その時、自分が勝手に盛り上がっていて、それが裏切られた事で、怒りに繋がったのは明白で、その主張には納得し、感情的になったことを謝った。

けれど、妻とのメッセージを娘に伝えたのは納得出来ないし、たとえ思春期であっても、この類の暴言はやっぱり許せない。

娘は日常的に妻に対して太っていることを揶揄したり、妻や娘は髪が薄く見える部分を指差してはハゲだと揶揄することがある。
ちょっとした家族内の悪ふざけなのだが、自分もムッとする時もあるし、妻も内心傷ついている。
無論、身体的な特徴を引き合いに、相手を馬鹿にするのは良くない。
家族だからといって許されるものではなく、注意したり、反省しないとならない。

そして、今日の言葉の一件もそれらと同じであると妻は主張したのだが、それには異を唱えたい。
同じ暴言ではあるけれど、気持ち悪いという表現には、相手の存在すら否定し、相手への嫌悪感を直接伝える言葉だからだ。

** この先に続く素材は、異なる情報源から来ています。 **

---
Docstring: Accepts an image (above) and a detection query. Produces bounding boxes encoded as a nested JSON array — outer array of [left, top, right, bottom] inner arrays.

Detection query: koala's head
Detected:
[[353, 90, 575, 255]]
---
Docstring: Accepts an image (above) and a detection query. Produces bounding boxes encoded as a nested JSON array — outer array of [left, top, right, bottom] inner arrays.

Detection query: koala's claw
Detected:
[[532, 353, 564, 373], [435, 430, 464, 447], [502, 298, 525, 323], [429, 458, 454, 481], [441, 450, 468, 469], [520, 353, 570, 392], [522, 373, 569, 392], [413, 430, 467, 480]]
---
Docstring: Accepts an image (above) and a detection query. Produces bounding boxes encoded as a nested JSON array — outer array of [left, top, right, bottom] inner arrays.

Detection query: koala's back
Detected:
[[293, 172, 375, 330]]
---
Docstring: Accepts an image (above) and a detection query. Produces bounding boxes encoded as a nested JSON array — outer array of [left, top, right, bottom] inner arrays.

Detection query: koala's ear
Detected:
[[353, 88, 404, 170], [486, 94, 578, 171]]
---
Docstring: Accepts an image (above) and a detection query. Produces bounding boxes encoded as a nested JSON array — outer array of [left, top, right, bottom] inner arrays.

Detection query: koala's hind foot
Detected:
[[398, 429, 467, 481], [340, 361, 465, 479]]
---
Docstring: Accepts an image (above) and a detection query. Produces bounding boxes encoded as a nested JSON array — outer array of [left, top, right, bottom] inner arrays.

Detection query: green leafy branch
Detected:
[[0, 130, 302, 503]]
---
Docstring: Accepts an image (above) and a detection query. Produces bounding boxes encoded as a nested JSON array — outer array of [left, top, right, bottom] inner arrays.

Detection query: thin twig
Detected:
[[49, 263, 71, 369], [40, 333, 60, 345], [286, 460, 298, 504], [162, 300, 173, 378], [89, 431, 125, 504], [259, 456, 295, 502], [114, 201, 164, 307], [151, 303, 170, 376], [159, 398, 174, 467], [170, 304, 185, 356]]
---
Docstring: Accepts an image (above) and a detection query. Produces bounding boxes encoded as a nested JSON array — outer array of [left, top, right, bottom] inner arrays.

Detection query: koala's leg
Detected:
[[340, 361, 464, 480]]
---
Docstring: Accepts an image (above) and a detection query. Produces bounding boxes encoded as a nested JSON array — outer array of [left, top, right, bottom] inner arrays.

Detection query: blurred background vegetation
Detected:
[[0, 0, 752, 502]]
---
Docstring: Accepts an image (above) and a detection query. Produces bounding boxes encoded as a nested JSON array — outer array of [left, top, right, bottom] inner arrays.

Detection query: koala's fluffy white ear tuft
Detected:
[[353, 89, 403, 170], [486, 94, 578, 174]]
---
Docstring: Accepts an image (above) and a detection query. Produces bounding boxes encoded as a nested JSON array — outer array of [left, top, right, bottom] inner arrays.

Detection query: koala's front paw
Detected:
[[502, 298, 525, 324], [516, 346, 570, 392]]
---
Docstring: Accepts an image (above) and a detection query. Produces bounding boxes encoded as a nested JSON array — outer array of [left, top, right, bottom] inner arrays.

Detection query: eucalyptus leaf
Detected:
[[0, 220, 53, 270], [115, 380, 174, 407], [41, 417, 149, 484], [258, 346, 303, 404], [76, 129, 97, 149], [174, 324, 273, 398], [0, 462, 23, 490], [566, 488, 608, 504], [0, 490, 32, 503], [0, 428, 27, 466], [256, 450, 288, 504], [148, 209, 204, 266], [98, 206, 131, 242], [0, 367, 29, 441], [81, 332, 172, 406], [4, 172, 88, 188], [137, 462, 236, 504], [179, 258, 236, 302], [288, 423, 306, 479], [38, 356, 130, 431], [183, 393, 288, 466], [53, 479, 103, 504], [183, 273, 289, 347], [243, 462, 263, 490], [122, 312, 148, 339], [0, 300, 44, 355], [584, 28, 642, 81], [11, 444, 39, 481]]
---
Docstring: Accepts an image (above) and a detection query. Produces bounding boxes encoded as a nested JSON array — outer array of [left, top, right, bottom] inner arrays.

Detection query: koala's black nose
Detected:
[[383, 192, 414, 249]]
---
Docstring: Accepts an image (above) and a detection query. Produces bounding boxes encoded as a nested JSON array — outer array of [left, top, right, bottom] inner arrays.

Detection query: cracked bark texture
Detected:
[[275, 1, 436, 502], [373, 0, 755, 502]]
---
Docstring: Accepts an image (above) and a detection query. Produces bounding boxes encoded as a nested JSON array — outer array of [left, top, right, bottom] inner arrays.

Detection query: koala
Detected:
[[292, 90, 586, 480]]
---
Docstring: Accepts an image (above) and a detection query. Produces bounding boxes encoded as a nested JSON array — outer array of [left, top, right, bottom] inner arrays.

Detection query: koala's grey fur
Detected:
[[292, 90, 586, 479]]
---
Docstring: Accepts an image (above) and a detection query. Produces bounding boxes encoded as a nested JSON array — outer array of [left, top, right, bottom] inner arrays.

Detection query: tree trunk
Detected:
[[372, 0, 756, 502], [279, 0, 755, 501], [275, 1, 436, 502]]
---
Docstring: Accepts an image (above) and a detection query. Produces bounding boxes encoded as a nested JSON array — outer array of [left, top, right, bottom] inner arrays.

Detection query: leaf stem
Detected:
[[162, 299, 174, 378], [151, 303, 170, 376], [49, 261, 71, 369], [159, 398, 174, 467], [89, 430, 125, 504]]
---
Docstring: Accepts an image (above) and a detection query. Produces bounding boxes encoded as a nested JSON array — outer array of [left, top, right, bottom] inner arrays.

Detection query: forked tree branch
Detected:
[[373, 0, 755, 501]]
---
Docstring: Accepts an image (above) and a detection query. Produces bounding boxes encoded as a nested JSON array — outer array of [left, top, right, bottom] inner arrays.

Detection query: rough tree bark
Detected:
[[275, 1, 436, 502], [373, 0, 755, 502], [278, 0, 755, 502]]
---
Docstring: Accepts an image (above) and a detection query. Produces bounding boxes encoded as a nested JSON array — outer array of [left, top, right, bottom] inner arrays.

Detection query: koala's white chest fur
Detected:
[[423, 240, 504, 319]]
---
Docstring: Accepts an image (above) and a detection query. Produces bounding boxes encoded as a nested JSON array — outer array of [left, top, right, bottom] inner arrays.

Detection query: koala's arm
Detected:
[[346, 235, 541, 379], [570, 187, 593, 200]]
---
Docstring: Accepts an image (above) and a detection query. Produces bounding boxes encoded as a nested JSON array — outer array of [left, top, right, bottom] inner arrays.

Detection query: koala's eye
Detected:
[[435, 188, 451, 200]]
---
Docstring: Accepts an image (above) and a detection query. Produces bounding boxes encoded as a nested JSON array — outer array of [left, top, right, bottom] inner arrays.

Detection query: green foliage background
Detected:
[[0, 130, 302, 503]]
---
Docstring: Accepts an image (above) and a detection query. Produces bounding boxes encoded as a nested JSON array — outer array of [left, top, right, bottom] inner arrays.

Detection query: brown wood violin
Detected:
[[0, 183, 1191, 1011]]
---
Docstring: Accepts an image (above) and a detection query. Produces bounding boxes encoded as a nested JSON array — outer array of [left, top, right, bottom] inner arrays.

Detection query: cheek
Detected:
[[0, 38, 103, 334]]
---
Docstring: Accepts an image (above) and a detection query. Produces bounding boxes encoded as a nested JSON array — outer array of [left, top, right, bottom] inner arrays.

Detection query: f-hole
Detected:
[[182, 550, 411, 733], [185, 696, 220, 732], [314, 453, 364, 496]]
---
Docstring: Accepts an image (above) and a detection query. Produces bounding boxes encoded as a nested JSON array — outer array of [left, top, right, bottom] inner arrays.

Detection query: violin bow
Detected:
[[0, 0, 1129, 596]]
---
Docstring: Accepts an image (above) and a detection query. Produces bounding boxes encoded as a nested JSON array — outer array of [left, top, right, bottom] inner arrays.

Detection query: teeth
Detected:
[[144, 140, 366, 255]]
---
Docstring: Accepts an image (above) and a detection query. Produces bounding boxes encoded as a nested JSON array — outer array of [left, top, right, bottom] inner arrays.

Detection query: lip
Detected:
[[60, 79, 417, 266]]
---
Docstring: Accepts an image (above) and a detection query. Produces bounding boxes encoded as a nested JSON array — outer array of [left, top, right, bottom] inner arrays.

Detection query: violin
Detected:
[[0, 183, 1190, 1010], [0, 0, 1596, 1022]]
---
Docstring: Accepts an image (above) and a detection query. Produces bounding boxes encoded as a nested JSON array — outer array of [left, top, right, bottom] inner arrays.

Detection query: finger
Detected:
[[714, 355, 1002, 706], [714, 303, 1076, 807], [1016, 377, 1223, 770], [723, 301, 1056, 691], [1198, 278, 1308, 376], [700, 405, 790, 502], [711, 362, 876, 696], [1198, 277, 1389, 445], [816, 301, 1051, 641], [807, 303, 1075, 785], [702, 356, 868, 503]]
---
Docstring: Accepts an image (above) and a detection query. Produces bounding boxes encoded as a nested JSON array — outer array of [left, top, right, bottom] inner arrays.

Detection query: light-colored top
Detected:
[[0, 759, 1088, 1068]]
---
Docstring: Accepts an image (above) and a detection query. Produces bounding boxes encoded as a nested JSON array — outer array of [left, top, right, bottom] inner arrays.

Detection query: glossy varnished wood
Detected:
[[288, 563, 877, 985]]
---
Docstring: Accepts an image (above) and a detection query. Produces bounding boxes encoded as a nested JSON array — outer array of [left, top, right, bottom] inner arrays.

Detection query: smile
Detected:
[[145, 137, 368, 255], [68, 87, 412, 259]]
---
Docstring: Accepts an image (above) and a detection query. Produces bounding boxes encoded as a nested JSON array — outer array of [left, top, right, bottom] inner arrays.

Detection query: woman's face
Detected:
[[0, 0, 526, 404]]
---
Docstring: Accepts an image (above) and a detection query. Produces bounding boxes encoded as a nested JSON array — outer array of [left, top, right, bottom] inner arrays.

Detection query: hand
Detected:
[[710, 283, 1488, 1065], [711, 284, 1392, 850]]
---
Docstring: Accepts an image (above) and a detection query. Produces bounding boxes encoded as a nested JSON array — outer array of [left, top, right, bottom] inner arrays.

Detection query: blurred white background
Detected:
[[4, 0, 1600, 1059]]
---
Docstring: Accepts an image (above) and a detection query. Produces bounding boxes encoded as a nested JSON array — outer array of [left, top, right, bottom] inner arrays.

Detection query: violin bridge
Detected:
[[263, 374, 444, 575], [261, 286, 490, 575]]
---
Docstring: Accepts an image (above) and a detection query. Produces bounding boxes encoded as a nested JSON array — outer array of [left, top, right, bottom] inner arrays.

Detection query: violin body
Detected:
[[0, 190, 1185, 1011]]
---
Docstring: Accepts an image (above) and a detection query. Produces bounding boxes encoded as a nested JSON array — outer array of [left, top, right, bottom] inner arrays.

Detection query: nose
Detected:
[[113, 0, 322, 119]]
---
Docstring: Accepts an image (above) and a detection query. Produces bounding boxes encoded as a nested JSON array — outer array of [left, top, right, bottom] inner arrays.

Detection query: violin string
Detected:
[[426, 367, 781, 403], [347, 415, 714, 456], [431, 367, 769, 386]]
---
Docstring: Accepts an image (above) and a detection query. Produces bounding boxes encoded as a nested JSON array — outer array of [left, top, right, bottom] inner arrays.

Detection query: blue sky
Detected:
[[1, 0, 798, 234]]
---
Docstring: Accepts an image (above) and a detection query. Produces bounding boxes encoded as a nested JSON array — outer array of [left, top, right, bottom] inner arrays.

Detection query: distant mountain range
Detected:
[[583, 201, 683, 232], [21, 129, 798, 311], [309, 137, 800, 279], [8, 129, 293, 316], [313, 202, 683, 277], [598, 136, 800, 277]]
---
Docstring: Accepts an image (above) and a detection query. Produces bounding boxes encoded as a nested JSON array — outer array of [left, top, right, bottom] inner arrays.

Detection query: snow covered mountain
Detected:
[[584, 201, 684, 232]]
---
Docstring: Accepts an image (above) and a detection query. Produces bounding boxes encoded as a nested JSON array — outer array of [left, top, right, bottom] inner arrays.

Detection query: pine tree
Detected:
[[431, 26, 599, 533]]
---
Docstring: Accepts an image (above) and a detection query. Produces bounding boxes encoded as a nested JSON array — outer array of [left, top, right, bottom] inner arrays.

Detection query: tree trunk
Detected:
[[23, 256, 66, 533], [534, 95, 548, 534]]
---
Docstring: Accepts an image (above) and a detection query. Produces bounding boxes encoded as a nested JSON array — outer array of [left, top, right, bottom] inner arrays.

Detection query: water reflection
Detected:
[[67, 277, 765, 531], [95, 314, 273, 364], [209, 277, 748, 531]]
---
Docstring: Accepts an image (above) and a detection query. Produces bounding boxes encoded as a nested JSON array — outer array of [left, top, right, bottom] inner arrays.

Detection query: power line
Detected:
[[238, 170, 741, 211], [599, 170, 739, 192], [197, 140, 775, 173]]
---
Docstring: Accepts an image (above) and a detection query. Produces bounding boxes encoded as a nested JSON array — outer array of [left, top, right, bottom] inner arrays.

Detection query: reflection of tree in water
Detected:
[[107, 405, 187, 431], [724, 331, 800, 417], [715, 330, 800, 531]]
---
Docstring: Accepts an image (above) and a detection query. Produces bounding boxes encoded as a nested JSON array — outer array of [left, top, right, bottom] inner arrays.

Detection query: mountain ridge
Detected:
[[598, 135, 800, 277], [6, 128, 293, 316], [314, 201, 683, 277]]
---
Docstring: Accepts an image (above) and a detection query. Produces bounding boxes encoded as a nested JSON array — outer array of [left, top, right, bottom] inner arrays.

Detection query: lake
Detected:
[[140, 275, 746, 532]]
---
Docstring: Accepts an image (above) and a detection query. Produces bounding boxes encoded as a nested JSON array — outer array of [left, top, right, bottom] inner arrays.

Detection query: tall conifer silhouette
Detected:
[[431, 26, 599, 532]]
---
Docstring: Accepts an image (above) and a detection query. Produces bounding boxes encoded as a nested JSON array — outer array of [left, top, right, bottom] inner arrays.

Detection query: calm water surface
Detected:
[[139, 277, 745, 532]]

娘は、この言葉の性質を深く考えて言っている訳では無いし、衝動的かつ口癖のようになっているに過ぎないと思う。
けれど、この軽薄な言葉の本質を理解して欲しいと切に思った。

とにかく、そんな稚拙な会話が横行している我が家は、家の主人である自分が招いた結果だと自覚しなくちゃならない。

年の瀬を迎えている今日、来年の抱負は、口は災いの元であり、親しき家族にも礼儀あり、に決まりです。